Combined data analysis
To assess factors influencing evolution within H. rostratus, simple and partial Mantel tests [122, 123] were employed to investigate isolation-by-distance (IBD) and isolation-by-adaptation (IBA), respectively. Morphometric (male and female), molecular (AFLP and mtDNA) and geographic distance data were used in IBD and IBA comparisons to investigate correlations among datasets. The vegan package [124] as implemented in R v. 3.2.3 [125] was used for all tests. Analyses were completed using the Pearson method with 999 permutations. For direct comparisons, only islands that had data available across all sampled datasets were used in tests, leaving a total of seven islands: Curieuse, Frégate, La Digue, Mahé, Praslin, Ste Anne, Silhouette.

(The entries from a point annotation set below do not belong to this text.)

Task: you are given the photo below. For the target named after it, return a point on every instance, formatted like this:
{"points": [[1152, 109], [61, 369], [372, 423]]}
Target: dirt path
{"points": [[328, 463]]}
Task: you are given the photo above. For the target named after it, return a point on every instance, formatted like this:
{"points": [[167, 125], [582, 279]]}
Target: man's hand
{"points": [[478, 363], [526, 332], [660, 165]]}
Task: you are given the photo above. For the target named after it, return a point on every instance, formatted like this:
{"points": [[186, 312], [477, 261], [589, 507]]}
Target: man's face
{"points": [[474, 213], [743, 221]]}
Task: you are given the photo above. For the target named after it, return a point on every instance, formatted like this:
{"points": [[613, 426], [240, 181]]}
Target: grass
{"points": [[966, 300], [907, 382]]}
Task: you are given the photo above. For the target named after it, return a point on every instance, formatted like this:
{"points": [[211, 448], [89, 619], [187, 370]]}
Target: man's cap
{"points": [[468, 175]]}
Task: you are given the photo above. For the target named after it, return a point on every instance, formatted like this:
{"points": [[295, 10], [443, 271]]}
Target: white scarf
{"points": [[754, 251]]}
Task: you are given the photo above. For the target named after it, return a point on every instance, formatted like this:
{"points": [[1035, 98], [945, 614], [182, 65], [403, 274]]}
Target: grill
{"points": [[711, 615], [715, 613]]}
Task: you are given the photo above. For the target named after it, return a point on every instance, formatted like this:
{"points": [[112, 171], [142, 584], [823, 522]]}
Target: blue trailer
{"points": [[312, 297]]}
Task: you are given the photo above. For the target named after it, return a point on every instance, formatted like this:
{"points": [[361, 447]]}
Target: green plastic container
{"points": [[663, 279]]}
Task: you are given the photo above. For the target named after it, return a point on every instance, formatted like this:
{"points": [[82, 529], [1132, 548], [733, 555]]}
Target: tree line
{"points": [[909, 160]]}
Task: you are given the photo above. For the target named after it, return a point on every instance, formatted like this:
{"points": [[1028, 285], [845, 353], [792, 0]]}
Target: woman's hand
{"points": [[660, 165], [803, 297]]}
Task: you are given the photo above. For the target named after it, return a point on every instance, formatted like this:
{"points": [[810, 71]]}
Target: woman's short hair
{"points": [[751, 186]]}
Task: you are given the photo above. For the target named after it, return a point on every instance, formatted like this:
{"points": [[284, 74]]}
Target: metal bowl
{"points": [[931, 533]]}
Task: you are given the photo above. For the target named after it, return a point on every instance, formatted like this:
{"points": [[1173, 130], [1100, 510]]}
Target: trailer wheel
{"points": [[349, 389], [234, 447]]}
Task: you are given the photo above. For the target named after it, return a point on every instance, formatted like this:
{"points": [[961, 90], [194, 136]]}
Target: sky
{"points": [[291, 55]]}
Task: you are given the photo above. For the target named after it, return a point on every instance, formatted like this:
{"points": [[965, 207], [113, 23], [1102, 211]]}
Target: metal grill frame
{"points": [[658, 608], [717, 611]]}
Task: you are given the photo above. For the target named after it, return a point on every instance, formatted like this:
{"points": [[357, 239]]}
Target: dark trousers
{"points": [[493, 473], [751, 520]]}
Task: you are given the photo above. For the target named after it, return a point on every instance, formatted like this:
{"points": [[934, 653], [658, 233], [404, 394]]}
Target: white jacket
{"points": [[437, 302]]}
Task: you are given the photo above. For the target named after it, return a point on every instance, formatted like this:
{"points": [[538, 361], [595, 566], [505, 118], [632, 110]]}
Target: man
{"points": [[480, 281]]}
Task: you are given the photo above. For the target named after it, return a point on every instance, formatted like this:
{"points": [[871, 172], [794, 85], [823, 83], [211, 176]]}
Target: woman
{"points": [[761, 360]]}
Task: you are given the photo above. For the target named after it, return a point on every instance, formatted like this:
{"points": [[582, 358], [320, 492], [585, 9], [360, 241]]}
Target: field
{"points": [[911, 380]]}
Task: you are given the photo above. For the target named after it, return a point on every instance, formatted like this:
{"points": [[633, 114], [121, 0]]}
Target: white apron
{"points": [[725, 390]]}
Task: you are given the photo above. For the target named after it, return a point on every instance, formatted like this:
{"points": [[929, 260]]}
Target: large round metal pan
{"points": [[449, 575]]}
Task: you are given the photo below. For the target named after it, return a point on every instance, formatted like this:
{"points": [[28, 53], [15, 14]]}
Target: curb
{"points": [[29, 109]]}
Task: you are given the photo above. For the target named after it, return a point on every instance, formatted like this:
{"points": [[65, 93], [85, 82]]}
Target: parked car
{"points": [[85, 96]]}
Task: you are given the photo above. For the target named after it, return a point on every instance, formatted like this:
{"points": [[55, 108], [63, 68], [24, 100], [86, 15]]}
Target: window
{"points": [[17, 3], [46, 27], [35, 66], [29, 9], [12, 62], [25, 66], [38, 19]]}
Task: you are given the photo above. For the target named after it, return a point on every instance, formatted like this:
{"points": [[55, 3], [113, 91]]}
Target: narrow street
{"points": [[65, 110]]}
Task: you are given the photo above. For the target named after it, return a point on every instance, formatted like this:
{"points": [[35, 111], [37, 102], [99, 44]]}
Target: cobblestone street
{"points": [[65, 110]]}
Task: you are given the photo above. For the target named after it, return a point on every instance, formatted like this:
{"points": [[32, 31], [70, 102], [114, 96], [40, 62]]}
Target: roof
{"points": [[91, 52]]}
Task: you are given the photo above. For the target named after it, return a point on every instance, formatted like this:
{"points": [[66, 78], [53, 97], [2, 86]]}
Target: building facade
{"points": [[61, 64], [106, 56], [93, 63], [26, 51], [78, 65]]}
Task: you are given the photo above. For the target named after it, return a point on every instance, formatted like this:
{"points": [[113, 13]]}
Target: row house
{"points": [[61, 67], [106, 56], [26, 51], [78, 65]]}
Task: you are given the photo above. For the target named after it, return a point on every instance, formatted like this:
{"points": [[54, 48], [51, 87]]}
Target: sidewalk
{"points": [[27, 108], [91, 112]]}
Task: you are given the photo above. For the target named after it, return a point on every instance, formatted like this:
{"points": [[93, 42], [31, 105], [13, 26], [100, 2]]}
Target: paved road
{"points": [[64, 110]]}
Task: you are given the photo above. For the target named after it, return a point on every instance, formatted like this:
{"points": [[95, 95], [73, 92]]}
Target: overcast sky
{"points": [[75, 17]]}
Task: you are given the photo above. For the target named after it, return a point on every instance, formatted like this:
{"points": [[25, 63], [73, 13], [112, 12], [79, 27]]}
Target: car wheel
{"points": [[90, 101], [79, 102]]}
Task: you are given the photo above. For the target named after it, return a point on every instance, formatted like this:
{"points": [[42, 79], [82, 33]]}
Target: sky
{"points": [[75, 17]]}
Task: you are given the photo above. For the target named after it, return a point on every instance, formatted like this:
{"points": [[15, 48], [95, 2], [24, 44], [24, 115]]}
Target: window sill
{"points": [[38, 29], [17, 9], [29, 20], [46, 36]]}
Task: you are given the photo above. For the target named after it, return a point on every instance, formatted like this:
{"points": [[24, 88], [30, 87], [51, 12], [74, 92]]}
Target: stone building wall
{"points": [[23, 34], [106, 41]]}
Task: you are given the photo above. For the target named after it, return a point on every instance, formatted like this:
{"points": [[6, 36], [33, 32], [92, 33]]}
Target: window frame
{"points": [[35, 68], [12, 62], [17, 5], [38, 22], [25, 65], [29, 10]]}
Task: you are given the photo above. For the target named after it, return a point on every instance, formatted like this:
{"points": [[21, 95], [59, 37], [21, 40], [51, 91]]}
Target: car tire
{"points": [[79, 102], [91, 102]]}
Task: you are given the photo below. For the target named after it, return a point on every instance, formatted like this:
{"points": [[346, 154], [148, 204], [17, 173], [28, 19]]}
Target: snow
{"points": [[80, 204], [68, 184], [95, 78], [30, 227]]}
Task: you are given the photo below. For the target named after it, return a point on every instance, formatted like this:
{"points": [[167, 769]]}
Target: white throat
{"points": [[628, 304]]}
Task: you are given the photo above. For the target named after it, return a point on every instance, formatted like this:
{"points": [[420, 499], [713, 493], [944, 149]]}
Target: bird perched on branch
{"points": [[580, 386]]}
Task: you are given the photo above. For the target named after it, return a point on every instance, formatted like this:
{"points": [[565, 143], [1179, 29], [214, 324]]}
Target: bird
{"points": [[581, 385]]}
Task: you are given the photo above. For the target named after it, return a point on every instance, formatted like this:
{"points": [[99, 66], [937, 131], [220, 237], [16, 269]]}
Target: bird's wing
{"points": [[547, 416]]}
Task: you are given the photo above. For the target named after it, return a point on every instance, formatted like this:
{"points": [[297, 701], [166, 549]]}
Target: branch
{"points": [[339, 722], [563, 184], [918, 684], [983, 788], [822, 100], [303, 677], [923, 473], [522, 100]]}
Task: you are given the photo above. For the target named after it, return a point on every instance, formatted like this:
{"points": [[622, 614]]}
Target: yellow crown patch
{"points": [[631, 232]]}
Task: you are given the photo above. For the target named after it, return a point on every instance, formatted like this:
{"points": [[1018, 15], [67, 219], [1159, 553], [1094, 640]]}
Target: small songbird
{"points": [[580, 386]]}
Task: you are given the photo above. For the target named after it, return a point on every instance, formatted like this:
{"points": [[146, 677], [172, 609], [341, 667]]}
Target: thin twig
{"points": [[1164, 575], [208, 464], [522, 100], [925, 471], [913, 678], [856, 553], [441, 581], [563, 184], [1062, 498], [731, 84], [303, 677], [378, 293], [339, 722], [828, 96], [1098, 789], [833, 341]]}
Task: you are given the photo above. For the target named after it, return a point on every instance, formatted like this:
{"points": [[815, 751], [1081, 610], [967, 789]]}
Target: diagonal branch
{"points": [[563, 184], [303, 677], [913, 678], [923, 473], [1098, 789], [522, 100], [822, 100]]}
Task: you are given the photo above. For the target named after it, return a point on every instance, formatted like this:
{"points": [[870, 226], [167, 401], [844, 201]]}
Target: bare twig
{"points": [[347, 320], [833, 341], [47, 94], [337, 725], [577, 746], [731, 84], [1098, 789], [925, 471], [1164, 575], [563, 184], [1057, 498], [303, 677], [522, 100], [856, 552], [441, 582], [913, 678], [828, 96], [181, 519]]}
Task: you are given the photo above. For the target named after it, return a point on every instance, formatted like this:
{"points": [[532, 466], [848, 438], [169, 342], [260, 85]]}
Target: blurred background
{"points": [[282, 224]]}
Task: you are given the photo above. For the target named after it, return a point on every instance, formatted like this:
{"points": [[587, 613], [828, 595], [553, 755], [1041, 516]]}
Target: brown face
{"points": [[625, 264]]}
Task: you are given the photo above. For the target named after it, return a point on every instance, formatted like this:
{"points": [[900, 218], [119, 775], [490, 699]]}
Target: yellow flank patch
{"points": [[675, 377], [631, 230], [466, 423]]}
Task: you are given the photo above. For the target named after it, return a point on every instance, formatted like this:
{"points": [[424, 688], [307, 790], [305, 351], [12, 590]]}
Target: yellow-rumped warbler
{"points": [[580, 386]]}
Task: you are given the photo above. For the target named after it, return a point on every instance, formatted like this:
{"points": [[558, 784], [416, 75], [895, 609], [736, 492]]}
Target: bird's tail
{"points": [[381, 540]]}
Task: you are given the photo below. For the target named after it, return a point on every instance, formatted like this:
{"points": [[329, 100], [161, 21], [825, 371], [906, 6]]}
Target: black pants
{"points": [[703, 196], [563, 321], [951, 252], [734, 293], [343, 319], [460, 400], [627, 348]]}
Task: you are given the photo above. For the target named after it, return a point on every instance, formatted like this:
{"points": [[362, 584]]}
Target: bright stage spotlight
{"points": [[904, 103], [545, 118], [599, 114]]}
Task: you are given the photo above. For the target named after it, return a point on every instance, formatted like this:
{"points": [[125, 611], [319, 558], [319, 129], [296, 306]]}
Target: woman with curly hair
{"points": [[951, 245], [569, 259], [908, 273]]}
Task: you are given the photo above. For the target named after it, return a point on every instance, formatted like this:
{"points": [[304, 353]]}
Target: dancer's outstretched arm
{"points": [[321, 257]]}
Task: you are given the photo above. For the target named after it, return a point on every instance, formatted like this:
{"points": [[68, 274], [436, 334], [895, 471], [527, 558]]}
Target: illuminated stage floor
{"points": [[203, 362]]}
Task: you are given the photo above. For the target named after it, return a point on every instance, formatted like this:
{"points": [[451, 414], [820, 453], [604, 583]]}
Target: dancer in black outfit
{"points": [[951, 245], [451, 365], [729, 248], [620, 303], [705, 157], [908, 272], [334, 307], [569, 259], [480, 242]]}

To produce distance matrices for the Mantel tests, appropriate analyses for each dataset were completed. For the morphometric data, Gower similarity coefficients for males and females were used and generated by PAST v.3.05 [118]. For AFLPs, ΦPT were generated using 999 permutations with the Microsoft EXCEL add-in GenA1Ex v.6.502 [126, 127]. For mtDNA data the Kimura two-parameter (K2P) model [128] was used to generate K2P distances in MEGA X [97] with partial deletion. The Geographic Distance Matrix Generator v.1.2.3 (Ersts; http://biodiversityinformatics.amnh.org/open_source/gdmg/) was used to generate a pairwise distance matrix for each geographic sampling locality. The probability of the observed correlation was estimated by comparison with a distribution of correlation coefficients generated with 1,000 random permutations of matrix elements.